Former President, University of Tsukuba
Dr. Leo Esaki proposed in 1969 the concept of semiconductor "superlattice," man-made single-crystal with a periodic one-dimensional structural modification. He predicted that a superlattice would exhibit peculiar properties such as negative differential conductivity because the density of states has a short-period modulation in the k-space. He proposed to realize a superlattice by modulating either alloy composition or impurity density during thin-film crystal growth. His efforts on molecular-beam epitaxy paid off in 1972 when he discovered a negative differential conductivity in a GaAlAs superlattice.

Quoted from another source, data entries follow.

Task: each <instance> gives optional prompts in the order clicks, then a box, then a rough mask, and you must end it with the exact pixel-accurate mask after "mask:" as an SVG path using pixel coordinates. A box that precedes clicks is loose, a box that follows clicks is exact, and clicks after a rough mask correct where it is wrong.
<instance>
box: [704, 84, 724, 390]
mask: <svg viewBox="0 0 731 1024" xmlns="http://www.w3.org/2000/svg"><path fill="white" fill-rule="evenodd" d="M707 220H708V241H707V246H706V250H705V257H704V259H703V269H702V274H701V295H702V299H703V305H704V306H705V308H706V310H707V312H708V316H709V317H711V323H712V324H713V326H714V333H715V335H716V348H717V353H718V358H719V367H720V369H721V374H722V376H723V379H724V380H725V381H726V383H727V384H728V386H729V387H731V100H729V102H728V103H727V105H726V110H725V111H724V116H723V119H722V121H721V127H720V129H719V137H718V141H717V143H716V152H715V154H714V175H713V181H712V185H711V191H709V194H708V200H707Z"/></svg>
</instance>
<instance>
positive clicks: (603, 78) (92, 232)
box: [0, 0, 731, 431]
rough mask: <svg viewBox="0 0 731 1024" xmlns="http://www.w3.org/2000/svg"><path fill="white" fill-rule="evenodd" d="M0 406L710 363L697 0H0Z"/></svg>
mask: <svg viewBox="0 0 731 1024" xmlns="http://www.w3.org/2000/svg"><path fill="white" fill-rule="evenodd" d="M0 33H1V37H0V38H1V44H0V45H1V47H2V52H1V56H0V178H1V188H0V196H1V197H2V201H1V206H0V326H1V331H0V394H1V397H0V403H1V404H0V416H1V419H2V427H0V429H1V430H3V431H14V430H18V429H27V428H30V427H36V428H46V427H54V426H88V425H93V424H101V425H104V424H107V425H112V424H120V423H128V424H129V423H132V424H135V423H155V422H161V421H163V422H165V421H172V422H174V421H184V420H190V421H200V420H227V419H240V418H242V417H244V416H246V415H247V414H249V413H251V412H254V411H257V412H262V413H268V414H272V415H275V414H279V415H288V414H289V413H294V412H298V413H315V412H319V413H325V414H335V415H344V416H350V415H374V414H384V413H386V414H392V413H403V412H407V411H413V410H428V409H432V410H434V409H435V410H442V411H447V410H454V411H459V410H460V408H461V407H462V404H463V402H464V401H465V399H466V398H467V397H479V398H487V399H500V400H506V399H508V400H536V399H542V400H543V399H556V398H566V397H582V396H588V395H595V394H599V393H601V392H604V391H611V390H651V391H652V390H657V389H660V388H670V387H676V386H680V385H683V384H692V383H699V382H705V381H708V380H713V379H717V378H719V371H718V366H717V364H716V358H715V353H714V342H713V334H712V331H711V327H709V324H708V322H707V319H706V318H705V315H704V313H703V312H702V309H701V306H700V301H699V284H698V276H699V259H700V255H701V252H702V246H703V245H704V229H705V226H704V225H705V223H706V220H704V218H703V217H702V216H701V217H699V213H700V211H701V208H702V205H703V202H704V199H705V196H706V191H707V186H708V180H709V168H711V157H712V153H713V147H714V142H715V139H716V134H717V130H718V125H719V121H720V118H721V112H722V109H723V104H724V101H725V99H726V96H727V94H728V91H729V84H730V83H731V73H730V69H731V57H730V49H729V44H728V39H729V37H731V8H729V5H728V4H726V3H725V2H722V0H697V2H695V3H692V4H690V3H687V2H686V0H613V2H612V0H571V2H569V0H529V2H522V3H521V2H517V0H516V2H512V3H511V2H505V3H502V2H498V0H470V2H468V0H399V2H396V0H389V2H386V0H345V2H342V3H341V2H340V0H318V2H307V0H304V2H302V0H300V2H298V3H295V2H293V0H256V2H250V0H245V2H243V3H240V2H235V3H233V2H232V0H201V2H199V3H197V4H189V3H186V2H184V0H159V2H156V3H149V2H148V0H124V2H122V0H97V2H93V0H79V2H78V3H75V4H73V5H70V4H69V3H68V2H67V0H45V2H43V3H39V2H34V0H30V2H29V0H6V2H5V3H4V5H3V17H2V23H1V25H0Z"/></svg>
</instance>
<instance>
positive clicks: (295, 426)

He also predicted a resonant tunneling phenomenon between adjacent potential wells in a superlattice, and confirmed it experimentally in 1973.
Dr. Esaki's work on superlattice had a tremendous influence on other scientists. Firstly, he suggested the concept of modulation doping (overflow of conduction electrons or holes that originate from impurities in a wide-bandgap region into a narrow-bandgap region). The HEMT, a high-speed field effect transistor, was developed in 1980 based on this concept, and is now widely used in wireless telecommunications. Secondly, semiconductor lasers and photo-detectors with superlattice (or multiple-quantum-well as it is often called) structures were invented during the 1980's and are now very important components in optical communications. Thirdly, GMR (Giant Magneto-Resistance) was discovered in the late 1980's in a superlattice structure consisting of magnetic and non-magnetic metals and are being pursued as sensors for magnetic recording.
Dr. Esaki's conception of superlattice has thus led to the discovery of many interesting new properties -electrical, optical, and magnetic- and their useful applications, which makes him well deserve the 1998 Japan Prize in the category of "Generation and Design of New Materials Creating Novel Functions." Dr. Leo Esaki was awarded a Nobel Prize in Physics in 1973 for his discovery of tunneling in semiconductor p-n junctions. Superlattice is another great accomplishment he has made.